Michel-Lévy frères (p. 123-132).

XV

une partie

Dans la soirée du vingt-deux février, un peu avant huit heures, deux hommes se rencontrèrent dans le jardin du Palais-Royal. Une impression si pénible les pénétra tous deux aux premiers regards qu’ils échangèrent, que leurs traits s’altérèrent en même temps, et que leurs paroles entrecoupées avaient peine à se faire entendre.

L’un était Herman de Rocheboise, qui depuis la tombée de la nuit, heure qui lui apportait la liberté de sortir de sa retraite, errait sous les arbres du Palais-Royal, enveloppé d’un manteau, le chapeau rabattu sur les yeux, et ne perdant pas de vue l’arcade dans laquelle s’ouvre le restaurant Gorazza ; l’autre était Léon Dubreuil, qui sortait de ce même restaurant, et qui, après avoir consulté sa montre, allait se diriger vers le faubourg Saint-Germain.

C’était le soir que Valentine avait fixé pour ouvrir son âme à Léon, et avoir avec lui un entretien qui fixerait leur destinée mutuelle. Dubreuil et Herman s’en souvenaient bien, et tous deux avaient attendu ce soir-là avec une égale anxiété.

Depuis longtemps les anciens amis ne s’étaient rencontrés ; ils étaient sous l’influence de cet embarras douloureux qui se fait sentir après une amitié brisée, lorsque, au lieu du toi si longtemps échangé, le vous doit venir sur les lèvres ; lorsqu’on sent encore d’anciennes et intimes confidences déposées dans le sein de celui auquel on va adresser des paroles indifférentes et froides.

Mais c’était surtout une répulsion profonde que Rocheboise et Dubreuil éprouvaient l’un pour l’autre : le premier était trahi, le second trahissait ; car malgré les motifs généreux de Léon, le fait d’enlever à Herman la femme qui pouvait devenir son seul soutien était le même, et, en pareil cas, la haine de celui qui commet l’offense n’est pas moins vive que celle de l’offensé.

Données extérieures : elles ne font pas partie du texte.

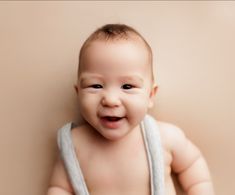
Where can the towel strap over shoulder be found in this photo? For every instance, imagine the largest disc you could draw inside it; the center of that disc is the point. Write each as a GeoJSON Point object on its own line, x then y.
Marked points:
{"type": "Point", "coordinates": [70, 160]}
{"type": "Point", "coordinates": [153, 148]}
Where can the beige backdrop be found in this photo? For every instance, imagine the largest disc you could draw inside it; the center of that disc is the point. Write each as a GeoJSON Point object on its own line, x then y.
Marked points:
{"type": "Point", "coordinates": [194, 52]}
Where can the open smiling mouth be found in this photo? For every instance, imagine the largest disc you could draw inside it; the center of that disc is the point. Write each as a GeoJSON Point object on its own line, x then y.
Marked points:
{"type": "Point", "coordinates": [112, 122]}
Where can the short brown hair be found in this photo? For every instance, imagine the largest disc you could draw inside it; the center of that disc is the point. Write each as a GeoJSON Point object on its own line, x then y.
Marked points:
{"type": "Point", "coordinates": [114, 32]}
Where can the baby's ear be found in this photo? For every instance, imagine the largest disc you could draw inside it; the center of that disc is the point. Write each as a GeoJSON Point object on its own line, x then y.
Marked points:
{"type": "Point", "coordinates": [152, 95]}
{"type": "Point", "coordinates": [76, 88]}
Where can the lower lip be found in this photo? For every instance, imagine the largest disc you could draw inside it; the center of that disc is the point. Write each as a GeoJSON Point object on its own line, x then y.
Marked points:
{"type": "Point", "coordinates": [111, 124]}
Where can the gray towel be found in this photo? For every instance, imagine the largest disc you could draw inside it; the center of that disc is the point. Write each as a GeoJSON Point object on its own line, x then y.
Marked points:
{"type": "Point", "coordinates": [153, 147]}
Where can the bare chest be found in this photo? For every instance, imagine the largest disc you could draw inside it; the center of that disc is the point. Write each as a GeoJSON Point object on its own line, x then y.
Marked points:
{"type": "Point", "coordinates": [123, 171]}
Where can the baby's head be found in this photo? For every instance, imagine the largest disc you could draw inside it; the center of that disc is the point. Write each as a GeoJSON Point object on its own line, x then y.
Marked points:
{"type": "Point", "coordinates": [114, 33]}
{"type": "Point", "coordinates": [115, 80]}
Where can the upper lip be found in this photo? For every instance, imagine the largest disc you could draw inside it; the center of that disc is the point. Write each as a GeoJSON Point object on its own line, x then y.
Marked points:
{"type": "Point", "coordinates": [110, 115]}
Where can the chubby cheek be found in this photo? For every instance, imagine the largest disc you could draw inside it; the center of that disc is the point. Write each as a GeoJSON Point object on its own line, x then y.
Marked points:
{"type": "Point", "coordinates": [87, 104]}
{"type": "Point", "coordinates": [138, 107]}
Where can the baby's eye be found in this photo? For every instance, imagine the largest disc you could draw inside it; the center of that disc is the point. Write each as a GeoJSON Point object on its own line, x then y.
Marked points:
{"type": "Point", "coordinates": [127, 86]}
{"type": "Point", "coordinates": [96, 86]}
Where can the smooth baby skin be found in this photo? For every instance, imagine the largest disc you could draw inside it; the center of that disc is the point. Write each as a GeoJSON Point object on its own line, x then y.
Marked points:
{"type": "Point", "coordinates": [115, 91]}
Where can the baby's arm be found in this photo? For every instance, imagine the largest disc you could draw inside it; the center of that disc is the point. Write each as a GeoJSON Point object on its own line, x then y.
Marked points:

Ainsi, lorsque dans cette allée d’arbres, obscure et déserte, par une soirée d’hiver, Herman se trouva subitement devant les pas de Léon, tous deux tressaillirent et restèrent un instant immobiles. Ils sabordèrent ensuite avec une contenance où se mêlaient l’ancienne familiarité et le salut que s’adressent deux étrangers.

Herman se remit le premier, étant préparé à cette entrevue, car il était venu attendre Dubreuil à la sortie du restaurant où celui-ci dînait tous les jours. Il avait aussi son plan tracé, et devait appeler à lui autant de forces que de sang-froid.

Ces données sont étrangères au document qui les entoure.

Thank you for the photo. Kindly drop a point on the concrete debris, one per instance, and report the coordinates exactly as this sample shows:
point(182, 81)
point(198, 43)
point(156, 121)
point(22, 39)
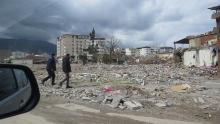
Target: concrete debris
point(161, 104)
point(122, 86)
point(133, 105)
point(181, 88)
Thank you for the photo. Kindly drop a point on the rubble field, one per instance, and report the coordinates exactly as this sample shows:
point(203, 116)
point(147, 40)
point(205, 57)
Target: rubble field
point(155, 88)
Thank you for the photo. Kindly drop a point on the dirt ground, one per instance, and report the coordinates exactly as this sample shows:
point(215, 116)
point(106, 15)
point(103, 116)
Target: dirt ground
point(56, 110)
point(61, 106)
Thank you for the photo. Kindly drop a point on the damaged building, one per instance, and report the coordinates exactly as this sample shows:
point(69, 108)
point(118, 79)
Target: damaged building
point(202, 51)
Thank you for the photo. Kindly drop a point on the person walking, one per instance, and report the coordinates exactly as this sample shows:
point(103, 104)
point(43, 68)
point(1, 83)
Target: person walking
point(66, 69)
point(51, 68)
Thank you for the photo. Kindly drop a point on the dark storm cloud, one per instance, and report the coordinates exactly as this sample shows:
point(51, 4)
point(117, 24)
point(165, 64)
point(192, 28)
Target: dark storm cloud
point(134, 22)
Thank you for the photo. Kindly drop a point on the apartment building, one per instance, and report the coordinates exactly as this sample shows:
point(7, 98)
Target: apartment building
point(76, 45)
point(72, 44)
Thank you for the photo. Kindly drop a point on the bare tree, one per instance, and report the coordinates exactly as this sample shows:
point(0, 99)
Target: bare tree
point(111, 45)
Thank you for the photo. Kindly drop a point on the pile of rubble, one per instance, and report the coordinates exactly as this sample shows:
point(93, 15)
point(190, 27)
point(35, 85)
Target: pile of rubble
point(135, 86)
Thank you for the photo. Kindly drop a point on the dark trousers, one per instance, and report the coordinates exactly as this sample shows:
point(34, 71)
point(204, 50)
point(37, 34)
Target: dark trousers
point(51, 74)
point(67, 79)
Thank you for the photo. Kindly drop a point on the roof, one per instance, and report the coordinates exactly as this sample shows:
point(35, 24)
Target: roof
point(143, 47)
point(166, 47)
point(215, 8)
point(182, 41)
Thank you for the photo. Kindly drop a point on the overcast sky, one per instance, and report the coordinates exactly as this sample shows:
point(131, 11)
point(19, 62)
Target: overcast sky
point(135, 22)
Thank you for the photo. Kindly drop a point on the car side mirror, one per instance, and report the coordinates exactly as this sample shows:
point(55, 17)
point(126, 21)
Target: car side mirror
point(19, 92)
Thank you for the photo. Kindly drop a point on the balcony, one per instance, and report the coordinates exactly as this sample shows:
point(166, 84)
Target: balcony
point(216, 15)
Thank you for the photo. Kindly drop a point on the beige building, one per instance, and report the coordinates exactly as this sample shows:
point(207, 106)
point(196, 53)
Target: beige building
point(72, 44)
point(76, 45)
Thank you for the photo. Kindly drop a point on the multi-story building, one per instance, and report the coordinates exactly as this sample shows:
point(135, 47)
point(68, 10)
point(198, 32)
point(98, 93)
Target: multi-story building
point(76, 45)
point(216, 16)
point(130, 51)
point(144, 51)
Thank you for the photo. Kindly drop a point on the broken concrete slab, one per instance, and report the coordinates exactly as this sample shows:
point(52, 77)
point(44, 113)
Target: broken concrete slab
point(180, 88)
point(133, 105)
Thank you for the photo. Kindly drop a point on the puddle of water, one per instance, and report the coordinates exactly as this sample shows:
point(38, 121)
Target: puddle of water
point(150, 119)
point(75, 107)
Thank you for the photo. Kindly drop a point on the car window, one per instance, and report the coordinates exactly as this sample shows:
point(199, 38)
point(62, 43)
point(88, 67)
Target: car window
point(7, 83)
point(21, 78)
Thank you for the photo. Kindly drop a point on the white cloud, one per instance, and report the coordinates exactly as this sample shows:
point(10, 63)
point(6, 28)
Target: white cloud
point(134, 22)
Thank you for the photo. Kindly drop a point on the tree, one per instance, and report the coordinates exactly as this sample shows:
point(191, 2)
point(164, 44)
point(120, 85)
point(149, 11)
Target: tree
point(111, 45)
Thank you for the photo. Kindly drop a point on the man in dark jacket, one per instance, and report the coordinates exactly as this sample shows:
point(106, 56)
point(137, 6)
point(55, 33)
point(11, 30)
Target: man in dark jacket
point(66, 69)
point(51, 68)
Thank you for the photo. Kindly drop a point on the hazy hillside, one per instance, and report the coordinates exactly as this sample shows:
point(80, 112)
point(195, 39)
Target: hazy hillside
point(31, 46)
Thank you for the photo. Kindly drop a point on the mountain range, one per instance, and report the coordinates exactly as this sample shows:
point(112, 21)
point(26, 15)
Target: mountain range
point(25, 45)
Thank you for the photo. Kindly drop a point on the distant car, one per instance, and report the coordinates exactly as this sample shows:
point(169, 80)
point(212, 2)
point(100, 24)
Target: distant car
point(19, 92)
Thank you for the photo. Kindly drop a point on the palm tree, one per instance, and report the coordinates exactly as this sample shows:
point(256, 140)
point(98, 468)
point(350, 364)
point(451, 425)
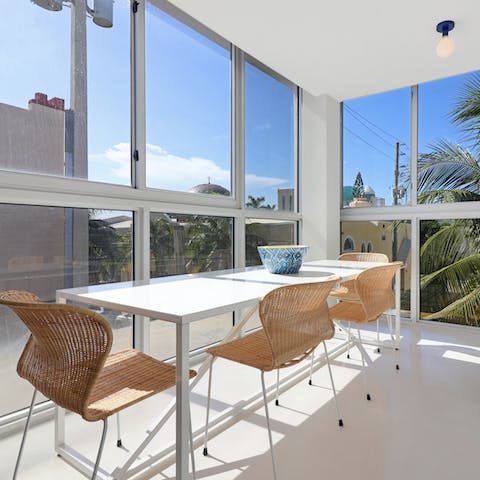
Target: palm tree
point(258, 202)
point(449, 257)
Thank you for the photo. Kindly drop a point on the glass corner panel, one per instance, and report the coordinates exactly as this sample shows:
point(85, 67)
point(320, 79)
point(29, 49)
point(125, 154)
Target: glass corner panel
point(376, 150)
point(449, 140)
point(269, 142)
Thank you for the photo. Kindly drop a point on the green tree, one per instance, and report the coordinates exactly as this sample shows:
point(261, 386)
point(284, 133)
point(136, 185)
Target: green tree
point(449, 257)
point(161, 245)
point(258, 202)
point(109, 252)
point(358, 187)
point(208, 244)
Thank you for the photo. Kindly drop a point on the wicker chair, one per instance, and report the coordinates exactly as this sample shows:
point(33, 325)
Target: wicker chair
point(67, 358)
point(374, 289)
point(295, 320)
point(346, 292)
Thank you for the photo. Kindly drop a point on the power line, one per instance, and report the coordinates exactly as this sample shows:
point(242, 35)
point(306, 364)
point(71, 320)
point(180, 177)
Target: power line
point(389, 143)
point(369, 144)
point(374, 125)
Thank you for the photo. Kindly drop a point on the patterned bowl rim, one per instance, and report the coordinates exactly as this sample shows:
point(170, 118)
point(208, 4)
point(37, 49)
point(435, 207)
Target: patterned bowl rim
point(283, 246)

— Puisque j’ai l’avantage de vous rencontrer, dit-il à Léon après quelques paroles insignifiantes, je profiterai de ce moment pour vous adresser une demande.

— Je ne puis que vous assurer de ma bonne volonté à y souscrire, répondit Léon en s’inclinant.

— J’ai toujours été malheureux avec vous, monsieur Dubreuil ! reprit Herman avec un sourire dont il était impossible de comprendre le sens et en regardant son interlocuteur.

— Que voulez-vous dire ? demanda Léon d’une voix très-altérée par le trouble de sa conscience.

— Mais… que dans nos dernières parties j’ai perdu plusieurs fois de suite avec vous des sommes assez rondes.

— Ah ! c’est cela ? interrompit Dubreuil souriant à son tour. Je vous rappellerai alors que si j’ai joué avec vous, c’était sur vos vives instances, et que je ne puis m’attribuer un malheur venant de votre faute ou de celle du sort.

— Aussi n’est-ce point de la pitié que je demande, veuillez ne pas vous y tromper, mais une revanche.

— Oh ! rien n’est plus légitime… Fixez vous-même le moment.

— Alors, ce soir ; à présent, si vous le voulez bien.

— À présent ? dit Léon en tressaillant, c’est impossible.

— Impossible ! répéta Herman, reprenant son sourire énigmatique et son regard pénétrant. Vous avez donc précisément pour ce soir de bien importantes affaires ?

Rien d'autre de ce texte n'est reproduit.